这扇门外的后院里堆满了杂物,还杵着两棵枯萎的巨大发财树,每个花盆都像夏天水培睡莲的小缸那么深。横着有一排随着冬去春来已变成黑色的泡沫箱子,里面是曾明显被细心照料过的小番茄和茄子秧尸体,趴在几排细细的的垄里死去很久了,最后就是一口那对老夫妇留下的酸菜缸,干涸的内壁整齐码放着两块精心挑选过的大石板,缸底不平,垫着几本经过风吹日晒已经沤烂了的练习册和旧书,上面有泡发了的蓝字黑字笔迹。整个院子里,唯有发财树大花盆里的碎砖头属于芳姐,用肮脏塑料袋包裹着没扔,是她装修剩下的。

        这原并不是一个只欢迎情人的旅馆。

        我睡得头痛欲裂,睁眼已经快十二点,烧了水就赶快趿拉着拖鞋上楼,准备把坐在大门口的灯牌打开。我低下睡得昏昏涨涨的头去找开关,许久未剪过的头发一半因为静电长长地浮在肩膀上,一半垂下遮住视线,有人路过我,好像拿着什么沉重的行李,径直拉开门发出一些动静,潮湿的冷风被关在身后,那人走下了还未来得及开大堂吊灯的芳草地。

        “您好?”灯管红绿开始闪烁,我紧随着走下去,除了几个短租的外来务工者,这是今晚的第一个客人。星期五的客人们不像平日里急吼吼的小时房客人,他们在保洁人员上门之前迅速地进来,迅速地办事然后离开,人员流动速度让人棘手,当他们迅速地离开后,就说明我得戴上工作间臭烘烘的胶皮手套,去收拾房间里落了阴毛的扑克牌,换垃圾袋,换毛巾和小袋润滑液。周五的客人相对来讲擅长等待,一般一方先来订房包夜,接着他或她会呆在房中耐心等待个把小时,迟些时候另一方才姗姗来迟,即使刚刚通过电话也会无头苍蝇一样乱找门牌号,低着头拒绝和前台工作人员对视,通常这时候我会用手指一指方向,睁一只眼闭一只眼地忘记登记,或是在册子上随便糊弄两笔,如果派出所来查就说之后肯定补录,态度要诚恳,是芳姐教我的。

        我在那人身后打开灯,前厅被粉色和白色照亮。进入柜台,我看向他,那是个拎着巨大旅行包的男人,戴着一顶针织的黑帽子,压得低低的遮住眉毛和部分眼睛,嘴上和下巴上都留着胡子,胡子黑得发亮,露出的下巴瘦得仿佛只剩下筋和一层皮扒在脸上,显得年轻且凶。他好像因为灯光的颜色吃了一惊,但很快就又低下头。

        “您好,身份证给我一下。”我向他伸手。

        “我登记。”他像嫌麻烦似的将旅行包砰的搁在地上,嗓子里粗粝地咕噜咕噜响:“我要包月,身份证没带。

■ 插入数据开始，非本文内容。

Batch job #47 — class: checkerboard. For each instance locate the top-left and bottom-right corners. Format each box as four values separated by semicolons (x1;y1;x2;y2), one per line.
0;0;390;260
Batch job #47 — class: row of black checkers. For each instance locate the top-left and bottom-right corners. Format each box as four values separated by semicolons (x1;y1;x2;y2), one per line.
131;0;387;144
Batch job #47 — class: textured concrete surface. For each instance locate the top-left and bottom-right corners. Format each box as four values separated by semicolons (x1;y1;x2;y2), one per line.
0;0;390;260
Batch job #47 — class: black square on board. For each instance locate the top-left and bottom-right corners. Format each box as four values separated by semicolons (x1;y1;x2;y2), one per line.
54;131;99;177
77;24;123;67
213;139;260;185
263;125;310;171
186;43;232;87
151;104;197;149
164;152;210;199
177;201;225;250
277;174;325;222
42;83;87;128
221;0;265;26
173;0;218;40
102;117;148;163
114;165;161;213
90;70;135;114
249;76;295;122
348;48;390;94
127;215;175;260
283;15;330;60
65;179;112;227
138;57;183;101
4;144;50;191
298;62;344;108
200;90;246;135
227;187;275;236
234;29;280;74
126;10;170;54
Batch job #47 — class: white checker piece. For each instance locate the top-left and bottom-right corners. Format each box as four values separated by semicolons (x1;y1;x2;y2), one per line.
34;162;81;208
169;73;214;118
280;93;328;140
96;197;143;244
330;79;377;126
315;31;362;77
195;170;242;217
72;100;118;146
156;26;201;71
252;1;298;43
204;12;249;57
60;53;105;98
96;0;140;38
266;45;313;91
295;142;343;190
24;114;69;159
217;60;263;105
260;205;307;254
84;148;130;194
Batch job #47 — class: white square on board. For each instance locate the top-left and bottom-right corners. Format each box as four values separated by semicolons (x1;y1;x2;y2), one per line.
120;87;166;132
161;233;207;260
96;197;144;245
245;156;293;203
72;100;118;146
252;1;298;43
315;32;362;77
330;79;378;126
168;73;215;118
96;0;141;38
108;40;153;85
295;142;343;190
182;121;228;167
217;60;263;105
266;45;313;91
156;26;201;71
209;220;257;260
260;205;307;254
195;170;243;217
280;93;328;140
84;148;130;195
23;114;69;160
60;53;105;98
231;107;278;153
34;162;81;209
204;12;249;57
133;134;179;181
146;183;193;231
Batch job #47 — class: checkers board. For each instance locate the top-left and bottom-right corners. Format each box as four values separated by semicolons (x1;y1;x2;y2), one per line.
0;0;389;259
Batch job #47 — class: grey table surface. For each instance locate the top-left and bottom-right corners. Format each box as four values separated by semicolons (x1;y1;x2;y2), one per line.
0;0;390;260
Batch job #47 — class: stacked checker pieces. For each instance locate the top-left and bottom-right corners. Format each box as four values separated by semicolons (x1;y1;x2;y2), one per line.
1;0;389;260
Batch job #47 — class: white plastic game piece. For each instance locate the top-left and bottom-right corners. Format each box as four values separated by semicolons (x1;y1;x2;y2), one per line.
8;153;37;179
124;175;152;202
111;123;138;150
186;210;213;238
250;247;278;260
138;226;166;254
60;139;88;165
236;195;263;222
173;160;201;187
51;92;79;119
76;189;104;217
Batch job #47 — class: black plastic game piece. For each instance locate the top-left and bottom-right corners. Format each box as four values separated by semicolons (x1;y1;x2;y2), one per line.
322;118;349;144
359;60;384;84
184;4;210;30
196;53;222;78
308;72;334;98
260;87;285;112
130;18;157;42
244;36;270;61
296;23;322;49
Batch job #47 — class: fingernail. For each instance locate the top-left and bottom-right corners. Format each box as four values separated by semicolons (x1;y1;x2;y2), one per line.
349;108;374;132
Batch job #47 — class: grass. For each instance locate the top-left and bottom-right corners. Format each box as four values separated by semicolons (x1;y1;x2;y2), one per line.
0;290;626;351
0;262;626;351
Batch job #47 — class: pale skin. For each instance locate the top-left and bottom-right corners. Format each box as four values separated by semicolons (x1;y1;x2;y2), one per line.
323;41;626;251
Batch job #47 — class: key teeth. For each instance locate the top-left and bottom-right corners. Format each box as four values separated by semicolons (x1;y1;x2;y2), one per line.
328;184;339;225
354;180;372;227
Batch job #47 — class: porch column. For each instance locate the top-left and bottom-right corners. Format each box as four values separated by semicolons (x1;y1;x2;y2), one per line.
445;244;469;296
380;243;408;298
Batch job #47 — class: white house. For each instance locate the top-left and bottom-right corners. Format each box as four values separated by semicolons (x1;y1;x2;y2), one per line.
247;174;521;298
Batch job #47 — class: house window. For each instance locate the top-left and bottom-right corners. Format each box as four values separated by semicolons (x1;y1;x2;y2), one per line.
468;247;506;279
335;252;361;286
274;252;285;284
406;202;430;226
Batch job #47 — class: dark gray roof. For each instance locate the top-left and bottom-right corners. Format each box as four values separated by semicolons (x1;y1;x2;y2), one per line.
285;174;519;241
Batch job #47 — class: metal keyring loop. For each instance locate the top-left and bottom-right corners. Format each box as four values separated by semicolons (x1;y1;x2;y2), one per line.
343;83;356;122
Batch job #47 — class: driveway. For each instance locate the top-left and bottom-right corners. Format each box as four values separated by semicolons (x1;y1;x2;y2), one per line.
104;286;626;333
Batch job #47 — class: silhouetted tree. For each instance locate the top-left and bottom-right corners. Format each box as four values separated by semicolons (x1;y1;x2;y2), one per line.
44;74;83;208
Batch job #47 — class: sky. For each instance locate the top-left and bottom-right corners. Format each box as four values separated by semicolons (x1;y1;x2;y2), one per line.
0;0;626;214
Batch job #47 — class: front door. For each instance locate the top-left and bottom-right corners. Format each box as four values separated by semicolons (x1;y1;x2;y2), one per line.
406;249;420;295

”

        “...那您写这。”我把登记册推过去,他腾出一只手草草写了名字和身份证号,李丰田,有几个数字相当刻意地黏在一起,3像1,8像9,纸面上被手掌底侧蹭过的地方留下了一点褐色,这些都是很久以后才被我注意到的了。我带着李丰田我起初认为这名字铁定是他编的进去看了一圈,他拖着黑色的行李,停留在那个有后院的310房间,因为太靠近走廊尽头,屋子里一点热乎气都没有。“开空调加十块。”我补充道。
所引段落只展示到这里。